The authors of the 2024 paper acknowledged methodological flaws, including currency exchange issues, and on Wednesday uploaded a corrected version, which has not yet been peer-reviewed.
"We're waiting for Nature to announce their further decision on what will happen next," Kotz told AFP.
He stressed that while "there can be methodological issues and debate within the scientific community," the bigger picture was unchanged: climate change will have substantial economic impacts in the decades ahead.
- Undeniable climate impact -
Frances Moore, an associate professor in environmental economics at the University of California, Davis, who was not involved in either the original paper or the re-analysis, agreed. She told AFP the correction did not alter overall policy implications.
Projections of an economic slowdown by the year 2100 are "extremely bad" regardless of the Kotz-led study, she said, and "greatly exceed the costs of reducing greenhouse gas emissions to stabilize the climate, many times over."

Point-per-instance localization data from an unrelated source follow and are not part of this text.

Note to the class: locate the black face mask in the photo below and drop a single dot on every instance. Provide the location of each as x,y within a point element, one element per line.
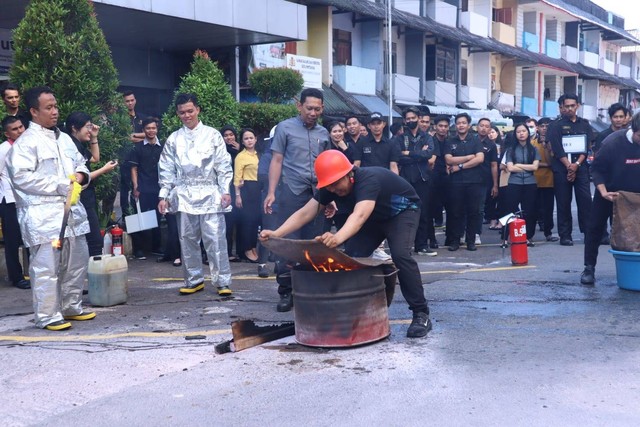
<point>412,125</point>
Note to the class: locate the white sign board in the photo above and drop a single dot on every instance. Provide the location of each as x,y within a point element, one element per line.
<point>310,68</point>
<point>268,55</point>
<point>574,144</point>
<point>6,51</point>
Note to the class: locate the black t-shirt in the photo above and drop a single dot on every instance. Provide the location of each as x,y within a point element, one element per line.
<point>562,127</point>
<point>146,157</point>
<point>391,193</point>
<point>457,147</point>
<point>490,151</point>
<point>415,166</point>
<point>372,153</point>
<point>82,149</point>
<point>440,166</point>
<point>127,150</point>
<point>617,164</point>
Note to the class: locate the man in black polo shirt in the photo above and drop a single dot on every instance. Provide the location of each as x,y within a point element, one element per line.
<point>377,149</point>
<point>416,151</point>
<point>381,206</point>
<point>615,168</point>
<point>440,180</point>
<point>464,154</point>
<point>568,170</point>
<point>144,176</point>
<point>135,137</point>
<point>11,100</point>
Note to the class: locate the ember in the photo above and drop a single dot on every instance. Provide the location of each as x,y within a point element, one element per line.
<point>326,266</point>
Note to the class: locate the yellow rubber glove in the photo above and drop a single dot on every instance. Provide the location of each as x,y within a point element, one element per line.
<point>75,190</point>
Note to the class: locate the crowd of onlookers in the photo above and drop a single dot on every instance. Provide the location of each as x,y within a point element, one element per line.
<point>201,181</point>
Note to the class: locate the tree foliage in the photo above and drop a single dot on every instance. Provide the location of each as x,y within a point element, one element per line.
<point>60,44</point>
<point>276,85</point>
<point>205,80</point>
<point>262,117</point>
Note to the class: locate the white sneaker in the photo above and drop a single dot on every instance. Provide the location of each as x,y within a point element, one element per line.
<point>380,254</point>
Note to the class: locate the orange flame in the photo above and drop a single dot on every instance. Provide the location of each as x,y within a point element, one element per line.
<point>326,266</point>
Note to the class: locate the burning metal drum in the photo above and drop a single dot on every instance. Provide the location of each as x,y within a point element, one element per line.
<point>338,301</point>
<point>341,308</point>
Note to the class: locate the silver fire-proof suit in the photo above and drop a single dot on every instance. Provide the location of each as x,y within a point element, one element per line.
<point>194,172</point>
<point>39,165</point>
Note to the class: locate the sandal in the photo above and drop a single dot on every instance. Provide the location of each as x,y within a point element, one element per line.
<point>253,258</point>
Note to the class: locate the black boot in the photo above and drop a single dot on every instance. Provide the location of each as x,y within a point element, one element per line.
<point>420,325</point>
<point>588,275</point>
<point>285,304</point>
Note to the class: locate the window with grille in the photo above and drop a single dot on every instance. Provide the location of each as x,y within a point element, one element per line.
<point>440,63</point>
<point>341,47</point>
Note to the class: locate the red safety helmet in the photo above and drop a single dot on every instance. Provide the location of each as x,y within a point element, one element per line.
<point>330,166</point>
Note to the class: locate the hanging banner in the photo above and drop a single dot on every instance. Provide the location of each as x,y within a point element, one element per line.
<point>310,68</point>
<point>6,52</point>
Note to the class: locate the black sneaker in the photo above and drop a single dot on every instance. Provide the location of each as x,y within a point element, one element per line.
<point>427,252</point>
<point>588,275</point>
<point>285,303</point>
<point>420,325</point>
<point>263,271</point>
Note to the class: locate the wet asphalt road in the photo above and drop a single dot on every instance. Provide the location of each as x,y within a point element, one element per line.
<point>510,346</point>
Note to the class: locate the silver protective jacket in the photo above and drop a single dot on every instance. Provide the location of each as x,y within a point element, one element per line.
<point>195,171</point>
<point>39,165</point>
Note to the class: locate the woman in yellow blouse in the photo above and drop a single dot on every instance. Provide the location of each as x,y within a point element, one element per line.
<point>245,180</point>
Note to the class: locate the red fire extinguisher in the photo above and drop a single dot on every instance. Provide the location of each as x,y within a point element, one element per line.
<point>518,237</point>
<point>116,240</point>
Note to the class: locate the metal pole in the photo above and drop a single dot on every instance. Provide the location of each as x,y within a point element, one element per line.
<point>389,64</point>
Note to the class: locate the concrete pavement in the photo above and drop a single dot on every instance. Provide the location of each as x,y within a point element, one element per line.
<point>519,346</point>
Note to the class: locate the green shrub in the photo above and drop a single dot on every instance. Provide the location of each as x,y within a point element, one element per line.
<point>262,117</point>
<point>206,81</point>
<point>276,85</point>
<point>60,44</point>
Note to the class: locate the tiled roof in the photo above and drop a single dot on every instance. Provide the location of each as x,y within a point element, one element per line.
<point>466,38</point>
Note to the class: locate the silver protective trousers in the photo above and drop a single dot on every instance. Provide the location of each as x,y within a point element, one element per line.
<point>211,229</point>
<point>57,279</point>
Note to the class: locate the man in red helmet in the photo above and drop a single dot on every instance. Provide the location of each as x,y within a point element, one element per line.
<point>381,206</point>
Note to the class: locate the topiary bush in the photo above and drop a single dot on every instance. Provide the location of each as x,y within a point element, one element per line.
<point>276,85</point>
<point>262,117</point>
<point>205,80</point>
<point>60,44</point>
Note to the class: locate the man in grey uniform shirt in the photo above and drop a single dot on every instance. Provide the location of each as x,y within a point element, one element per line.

"Future work to identify specific mechanisms by which variation in climate affects economic output over the medium and long-term is critical to both better understand these findings and prepare society to respond to coming climate disruption," she also noted.
Asked whether Nature would be retracting the Potsdam paper, Karl Ziemelis, the journal's physical sciences editor, did not answer directly but said an editor's note was added to the paper in November 2024 "as soon as we became aware of an issue" with the data and methodology.
"We are in the final stages of this process and will have further information to share soon," he told AFP.
The episode comes at a delicate time for climate science, under heavy fire from the US government under President Donald Trump's second term, as misinformation about the impacts of human-driven greenhouse gases abounds.
Yet even in this environment, Hsiang argued, the episode showed the robust nature of the scientific method.
"One team of scientists checking other scientists' work and finding mistakes, the other team acknowledging it, correcting the record, this is the best version of science."